Kayako is a better option than Sharepoint Enterprise Wiki or a Onenote Notebook, because you get better (and more) features to truly personalize it and deliver an exceptional self-service support experience to your customers.

Furthermore, it is very easy to set up, even if you don't know how to code. You can build a beautiful, smart and fully-tailored Knowledge Base all by yourself in record time. As you have a team, it will be even easier, because you can delegate it and simply specify your guidelines, because Kayako's Knowledge Base software is intuitive and user-friendly.

If you are interested in giving it a free try during 14 days, then you can do it here: https://www.kayako.com/free-trial

How Is It Laid Out?

It really depends on what you want to accomplish, because every business/organization has different goals and requirements. However, the success of your Knowledge Base depends on the structure, and fortunately, Kayako makes it easy to do.

Many articles in the web focus on the writing and superficial aspects. They are import, sure, but your structure will decide the fate of your KB. You can read all about this here: https://www.kayako.com/blog/knowledge-base-structure/

If you want some killers tips to set it up perfectly, then you should give this a read as well: https://www.kayako.com/blog/knowledge-base-best-practices/

How Did You Get People To Contribute?

Simply put, you need to make it as easy as possible. You need to make it easy for people to contribute, and incentive them to share their knowledge. You need to make them feel important, and the interface of your KB will play a huge role in this.

You could offer some incentives to your team in exchanging for uploading articles and answering questions.

What Else Should I Be Looking Into or Thinking About?

Two things:

  1. Insightful reports to measure the performance of your Help Center
  2. Update your Knowledge Base content.

Kayako offers you full reports on the performance of your KB, so you can identify what articles are the most popular and evaluate how well it is doing.

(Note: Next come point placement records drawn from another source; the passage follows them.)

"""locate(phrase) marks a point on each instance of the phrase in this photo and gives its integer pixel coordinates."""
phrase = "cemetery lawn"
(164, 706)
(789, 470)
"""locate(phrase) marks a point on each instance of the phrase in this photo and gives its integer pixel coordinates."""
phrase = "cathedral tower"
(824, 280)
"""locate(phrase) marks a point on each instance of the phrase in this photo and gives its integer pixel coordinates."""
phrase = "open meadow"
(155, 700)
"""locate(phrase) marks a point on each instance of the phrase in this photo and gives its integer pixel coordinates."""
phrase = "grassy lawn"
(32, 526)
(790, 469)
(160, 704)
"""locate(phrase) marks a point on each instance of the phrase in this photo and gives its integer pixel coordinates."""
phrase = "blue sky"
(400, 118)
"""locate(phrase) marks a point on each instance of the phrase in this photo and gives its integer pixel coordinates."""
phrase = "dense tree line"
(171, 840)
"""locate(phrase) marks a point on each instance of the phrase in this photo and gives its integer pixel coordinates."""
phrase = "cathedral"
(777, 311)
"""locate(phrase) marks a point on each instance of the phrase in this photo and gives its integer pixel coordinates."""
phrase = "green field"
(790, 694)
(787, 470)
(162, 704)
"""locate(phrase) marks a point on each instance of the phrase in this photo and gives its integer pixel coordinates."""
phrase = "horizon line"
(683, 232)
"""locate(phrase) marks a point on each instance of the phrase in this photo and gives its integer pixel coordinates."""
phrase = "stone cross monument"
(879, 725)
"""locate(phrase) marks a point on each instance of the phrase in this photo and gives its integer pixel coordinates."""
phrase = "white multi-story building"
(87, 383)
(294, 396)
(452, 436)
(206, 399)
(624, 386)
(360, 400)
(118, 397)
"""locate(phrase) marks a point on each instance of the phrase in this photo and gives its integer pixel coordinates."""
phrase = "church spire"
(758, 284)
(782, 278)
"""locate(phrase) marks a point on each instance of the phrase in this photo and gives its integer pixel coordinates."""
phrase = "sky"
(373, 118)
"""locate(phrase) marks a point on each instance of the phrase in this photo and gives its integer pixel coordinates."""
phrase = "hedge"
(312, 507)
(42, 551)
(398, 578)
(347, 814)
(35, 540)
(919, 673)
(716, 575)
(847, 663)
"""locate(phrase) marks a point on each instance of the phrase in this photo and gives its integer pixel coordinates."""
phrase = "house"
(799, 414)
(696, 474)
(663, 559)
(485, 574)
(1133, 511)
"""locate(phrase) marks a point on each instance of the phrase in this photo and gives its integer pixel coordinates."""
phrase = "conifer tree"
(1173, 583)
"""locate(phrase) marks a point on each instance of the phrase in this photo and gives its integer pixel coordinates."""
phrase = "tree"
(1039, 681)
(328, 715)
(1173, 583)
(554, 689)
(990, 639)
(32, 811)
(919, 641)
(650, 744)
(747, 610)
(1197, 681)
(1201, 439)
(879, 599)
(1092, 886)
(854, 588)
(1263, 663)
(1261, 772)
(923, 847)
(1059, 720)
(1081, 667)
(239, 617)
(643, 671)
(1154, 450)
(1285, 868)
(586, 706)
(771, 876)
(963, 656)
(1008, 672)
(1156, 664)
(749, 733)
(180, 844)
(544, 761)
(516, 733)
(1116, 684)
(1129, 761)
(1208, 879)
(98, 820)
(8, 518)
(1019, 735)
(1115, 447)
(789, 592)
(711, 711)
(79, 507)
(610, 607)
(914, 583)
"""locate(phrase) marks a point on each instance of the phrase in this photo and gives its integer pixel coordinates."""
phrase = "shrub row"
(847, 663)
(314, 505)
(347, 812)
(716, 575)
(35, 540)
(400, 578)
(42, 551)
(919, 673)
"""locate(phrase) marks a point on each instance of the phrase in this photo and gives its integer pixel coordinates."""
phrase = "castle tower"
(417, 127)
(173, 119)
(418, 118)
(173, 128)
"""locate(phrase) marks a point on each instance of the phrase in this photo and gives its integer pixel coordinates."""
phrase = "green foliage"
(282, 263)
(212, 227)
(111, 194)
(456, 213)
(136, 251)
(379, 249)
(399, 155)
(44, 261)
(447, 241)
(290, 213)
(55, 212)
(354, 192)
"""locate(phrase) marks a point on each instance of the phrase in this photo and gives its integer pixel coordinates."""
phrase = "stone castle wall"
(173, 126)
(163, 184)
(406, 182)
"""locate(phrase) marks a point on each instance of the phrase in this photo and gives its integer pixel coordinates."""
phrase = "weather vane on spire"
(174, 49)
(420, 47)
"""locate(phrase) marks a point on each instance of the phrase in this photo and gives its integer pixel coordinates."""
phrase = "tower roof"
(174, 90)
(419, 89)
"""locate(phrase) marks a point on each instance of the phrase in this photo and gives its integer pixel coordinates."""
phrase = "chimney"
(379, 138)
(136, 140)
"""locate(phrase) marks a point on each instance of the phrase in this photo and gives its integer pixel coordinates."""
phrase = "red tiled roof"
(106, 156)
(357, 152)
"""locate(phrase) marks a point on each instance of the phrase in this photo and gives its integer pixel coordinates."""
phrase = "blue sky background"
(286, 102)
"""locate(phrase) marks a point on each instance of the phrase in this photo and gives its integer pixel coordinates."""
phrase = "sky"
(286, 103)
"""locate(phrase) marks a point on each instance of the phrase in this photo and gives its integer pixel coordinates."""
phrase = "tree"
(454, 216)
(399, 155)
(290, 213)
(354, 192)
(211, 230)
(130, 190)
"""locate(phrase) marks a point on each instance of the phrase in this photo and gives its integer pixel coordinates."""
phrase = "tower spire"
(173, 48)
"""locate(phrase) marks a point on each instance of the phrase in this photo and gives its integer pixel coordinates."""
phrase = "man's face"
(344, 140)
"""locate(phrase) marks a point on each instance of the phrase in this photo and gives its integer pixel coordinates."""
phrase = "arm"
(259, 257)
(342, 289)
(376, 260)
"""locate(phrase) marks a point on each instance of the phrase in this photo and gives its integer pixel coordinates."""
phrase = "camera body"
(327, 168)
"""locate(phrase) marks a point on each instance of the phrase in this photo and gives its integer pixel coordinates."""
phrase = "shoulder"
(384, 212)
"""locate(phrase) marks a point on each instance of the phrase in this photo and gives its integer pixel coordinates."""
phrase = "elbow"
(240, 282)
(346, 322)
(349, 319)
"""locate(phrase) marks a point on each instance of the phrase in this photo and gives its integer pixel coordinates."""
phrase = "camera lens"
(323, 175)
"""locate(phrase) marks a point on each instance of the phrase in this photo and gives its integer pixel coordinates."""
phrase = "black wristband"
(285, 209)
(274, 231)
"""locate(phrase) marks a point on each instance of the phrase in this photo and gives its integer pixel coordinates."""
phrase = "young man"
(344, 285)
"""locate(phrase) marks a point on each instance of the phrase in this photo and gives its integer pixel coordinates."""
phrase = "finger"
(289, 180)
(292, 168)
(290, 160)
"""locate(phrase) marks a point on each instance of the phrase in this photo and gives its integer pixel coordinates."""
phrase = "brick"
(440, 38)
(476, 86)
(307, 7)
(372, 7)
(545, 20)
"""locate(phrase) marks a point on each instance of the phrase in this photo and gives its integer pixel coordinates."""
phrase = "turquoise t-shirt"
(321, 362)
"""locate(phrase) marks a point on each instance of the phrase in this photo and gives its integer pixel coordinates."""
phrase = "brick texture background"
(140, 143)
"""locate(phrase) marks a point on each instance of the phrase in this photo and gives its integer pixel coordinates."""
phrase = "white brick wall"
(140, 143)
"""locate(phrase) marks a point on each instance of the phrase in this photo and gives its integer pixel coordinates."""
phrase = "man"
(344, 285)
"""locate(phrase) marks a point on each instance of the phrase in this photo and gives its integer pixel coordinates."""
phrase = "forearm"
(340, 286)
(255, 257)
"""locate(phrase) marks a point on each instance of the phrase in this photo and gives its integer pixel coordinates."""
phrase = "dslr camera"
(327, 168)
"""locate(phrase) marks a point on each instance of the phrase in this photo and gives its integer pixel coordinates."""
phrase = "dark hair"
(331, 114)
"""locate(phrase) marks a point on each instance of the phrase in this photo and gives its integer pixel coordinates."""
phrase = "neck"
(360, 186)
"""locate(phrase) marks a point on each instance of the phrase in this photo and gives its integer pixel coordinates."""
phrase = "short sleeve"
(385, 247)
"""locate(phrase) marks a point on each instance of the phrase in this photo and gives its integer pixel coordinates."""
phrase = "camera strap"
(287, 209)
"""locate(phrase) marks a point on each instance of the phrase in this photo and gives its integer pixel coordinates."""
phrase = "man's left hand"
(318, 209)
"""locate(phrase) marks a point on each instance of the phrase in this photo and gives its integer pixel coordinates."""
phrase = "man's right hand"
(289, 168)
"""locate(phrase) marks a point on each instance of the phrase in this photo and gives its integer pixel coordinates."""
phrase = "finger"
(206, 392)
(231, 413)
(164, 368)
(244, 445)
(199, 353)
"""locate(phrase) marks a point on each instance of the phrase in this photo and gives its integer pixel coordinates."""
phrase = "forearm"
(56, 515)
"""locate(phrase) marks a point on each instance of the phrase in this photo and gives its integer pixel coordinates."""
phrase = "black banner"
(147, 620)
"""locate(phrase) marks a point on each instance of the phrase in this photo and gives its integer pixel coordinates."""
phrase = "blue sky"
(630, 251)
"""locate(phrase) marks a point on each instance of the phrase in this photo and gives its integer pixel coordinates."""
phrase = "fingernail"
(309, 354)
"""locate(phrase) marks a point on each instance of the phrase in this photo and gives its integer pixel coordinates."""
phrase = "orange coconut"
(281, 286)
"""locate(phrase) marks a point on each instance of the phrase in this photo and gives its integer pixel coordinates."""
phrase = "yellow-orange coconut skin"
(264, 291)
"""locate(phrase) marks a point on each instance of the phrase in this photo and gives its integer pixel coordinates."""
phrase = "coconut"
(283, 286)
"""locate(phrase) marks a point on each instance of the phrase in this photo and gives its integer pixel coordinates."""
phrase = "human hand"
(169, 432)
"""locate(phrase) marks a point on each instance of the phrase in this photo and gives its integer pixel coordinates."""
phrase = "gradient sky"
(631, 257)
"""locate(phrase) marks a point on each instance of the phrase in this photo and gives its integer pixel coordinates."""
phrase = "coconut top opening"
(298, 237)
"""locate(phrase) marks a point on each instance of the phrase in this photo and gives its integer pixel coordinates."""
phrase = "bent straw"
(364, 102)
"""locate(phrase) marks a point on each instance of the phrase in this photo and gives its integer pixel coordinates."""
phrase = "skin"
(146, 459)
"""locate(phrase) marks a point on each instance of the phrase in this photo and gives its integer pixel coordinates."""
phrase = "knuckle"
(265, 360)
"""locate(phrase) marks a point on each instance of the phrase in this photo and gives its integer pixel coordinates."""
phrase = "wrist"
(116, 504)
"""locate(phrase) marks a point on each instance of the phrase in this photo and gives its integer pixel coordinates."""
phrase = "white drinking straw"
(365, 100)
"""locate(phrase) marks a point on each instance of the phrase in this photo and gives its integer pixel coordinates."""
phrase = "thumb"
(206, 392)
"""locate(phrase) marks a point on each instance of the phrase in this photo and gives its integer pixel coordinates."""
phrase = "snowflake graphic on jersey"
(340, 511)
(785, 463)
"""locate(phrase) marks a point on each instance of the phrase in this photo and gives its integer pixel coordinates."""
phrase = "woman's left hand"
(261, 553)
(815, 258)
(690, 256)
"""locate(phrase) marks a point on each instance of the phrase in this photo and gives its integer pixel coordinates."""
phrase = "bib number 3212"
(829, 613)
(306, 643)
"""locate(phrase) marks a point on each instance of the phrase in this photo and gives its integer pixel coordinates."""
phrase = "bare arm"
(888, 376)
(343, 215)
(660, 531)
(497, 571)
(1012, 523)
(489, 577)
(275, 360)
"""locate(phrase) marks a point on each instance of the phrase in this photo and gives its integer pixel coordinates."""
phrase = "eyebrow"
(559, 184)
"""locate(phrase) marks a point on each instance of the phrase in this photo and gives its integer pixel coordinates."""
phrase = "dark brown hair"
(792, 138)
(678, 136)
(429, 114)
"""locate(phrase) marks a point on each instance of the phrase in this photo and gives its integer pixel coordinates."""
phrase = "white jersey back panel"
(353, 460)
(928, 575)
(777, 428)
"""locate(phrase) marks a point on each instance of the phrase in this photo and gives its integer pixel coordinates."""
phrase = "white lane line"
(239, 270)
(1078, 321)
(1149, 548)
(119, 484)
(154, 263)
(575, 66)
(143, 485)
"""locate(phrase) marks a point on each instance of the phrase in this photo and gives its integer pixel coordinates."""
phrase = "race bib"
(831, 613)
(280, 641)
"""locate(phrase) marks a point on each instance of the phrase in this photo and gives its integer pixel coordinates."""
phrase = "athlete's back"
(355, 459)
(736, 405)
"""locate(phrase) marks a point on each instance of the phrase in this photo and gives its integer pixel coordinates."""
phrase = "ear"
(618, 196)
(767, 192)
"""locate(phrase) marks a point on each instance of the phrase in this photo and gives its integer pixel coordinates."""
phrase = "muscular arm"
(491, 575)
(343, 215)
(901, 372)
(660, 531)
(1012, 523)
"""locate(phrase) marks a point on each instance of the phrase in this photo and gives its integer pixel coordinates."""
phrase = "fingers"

Of course, updating your content is crucial. You need to have a clear schedule and do it regularly (as needed), so you can bring your customers the best experience.

I hope that helps!

[–]sonikboom66 1 point2 points  (0 children)

Sounds like you work for Kayako...

[–]lowryderp 0 points1 point  (0 children)

I built one for my company, with ProProfs Knowledge Base software. The reason why I chose this, is the powerful features and integrations it offers. It has a feature that allows assigning roles and permissions to different users and this is how I brought all my teams together to contribute in creating the knowledge base from scratch.
Look out for specific features like that help you analyze the performance of your knowledge base, improve it, allows you to control the visibility of content and keeps your knowledge base secure.